| HN Mirror

Y	Hacker News new \| ask \| show \| jobs


	by zozbot234 36 days ago
	But that's why you shouldn't expect local models to provide quick real-time answers, at least not with the same smarts as SOTA models running in the cloud. Slow batched inference (if possible - RAM capacity can obviously be a challenge with typical models and end-user hardware) can be a lot more effective.

1 comments

fleventynine 36 days ago

My point is that it is WAY more efficient if we put the world's DRAM supply into a shared inference pool instead of stranding it in local machines where it won't have as high of batch size or utilization.
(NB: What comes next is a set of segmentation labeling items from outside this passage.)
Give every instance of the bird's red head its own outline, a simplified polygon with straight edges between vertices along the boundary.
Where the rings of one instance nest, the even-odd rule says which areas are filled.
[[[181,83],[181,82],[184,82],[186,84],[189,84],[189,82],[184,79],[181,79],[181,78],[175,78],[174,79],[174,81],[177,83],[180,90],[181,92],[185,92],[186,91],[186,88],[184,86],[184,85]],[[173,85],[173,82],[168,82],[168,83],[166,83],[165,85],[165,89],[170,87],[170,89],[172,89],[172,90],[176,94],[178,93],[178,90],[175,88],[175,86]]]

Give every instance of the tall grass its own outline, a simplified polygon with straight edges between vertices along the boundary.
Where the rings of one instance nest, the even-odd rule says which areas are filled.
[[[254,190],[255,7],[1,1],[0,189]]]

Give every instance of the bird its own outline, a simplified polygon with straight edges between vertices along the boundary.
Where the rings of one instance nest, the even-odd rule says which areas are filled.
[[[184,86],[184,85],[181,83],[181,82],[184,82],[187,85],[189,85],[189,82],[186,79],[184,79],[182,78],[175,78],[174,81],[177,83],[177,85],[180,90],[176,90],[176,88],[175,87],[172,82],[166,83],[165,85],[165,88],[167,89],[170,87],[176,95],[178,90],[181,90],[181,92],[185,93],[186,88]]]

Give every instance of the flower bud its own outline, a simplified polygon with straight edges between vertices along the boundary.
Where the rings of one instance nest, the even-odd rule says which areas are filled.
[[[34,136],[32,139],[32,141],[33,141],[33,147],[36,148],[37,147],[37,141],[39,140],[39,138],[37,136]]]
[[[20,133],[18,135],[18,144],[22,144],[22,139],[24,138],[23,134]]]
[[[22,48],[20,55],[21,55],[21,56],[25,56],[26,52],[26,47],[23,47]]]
The cost of not being efficient is even higher DRAM costs than we have now, given supply and demand.

link

zozbot234 36 days ago

Much of the world's DRAM stock is sitting idle in consumers' local machines and on-prem servers. If that DRAM gets some use, even "inefficiently", that's a meaningful decrease in demand.

link

fleventynine 36 days ago

That DRAM would get even more use if it was removed from these machines and placed into a shared pool :) I joke, but thanks to the brutal DRAM market there has been some movement in this direction lately...

link

CamperBob2 35 days ago

I think the question of who controls the model is far more pressing than the question of who owns the DRAM.

It's easy to rattle off a half-dozen different vectors of likely enshittification over the next few years -- ranging from increasing censorship, to lower rate limits, to removal of existing features and forced addition of unwelcome new ones, to extortionate price increases, to unexplained and irreversible account bans. The only way to avoid them all is by running weights you own on hardware you control.
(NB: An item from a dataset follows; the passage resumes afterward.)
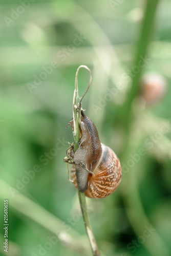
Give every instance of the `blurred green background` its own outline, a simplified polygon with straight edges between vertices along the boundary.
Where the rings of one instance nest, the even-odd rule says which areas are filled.
[[[148,72],[160,74],[167,92],[146,106],[136,90],[133,104],[123,110],[136,81],[129,70],[140,45],[145,2],[1,1],[2,255],[6,253],[5,199],[9,256],[91,255],[77,191],[63,162],[67,142],[73,141],[71,127],[65,126],[72,118],[80,65],[93,76],[83,108],[101,141],[120,158],[123,173],[112,195],[87,199],[101,254],[171,254],[170,0],[160,2],[149,38],[145,33],[150,60],[137,74],[138,80]],[[123,79],[124,74],[129,77]],[[81,70],[80,96],[89,79]],[[114,88],[117,93],[108,98]]]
How smart and how fast is your local model? Those are certainly important questions, but "Does it exist at all?" is more important.

link

fleventynine 35 days ago

There isn't enough hardware in the world for everyone to run their own SoTA model. The only hope we have is if we work together to host these on shared infrastructure, benefiting from >50x economies scale due to batching, etc. That infrastructure doesn't have to be owned by greedy corporations.

link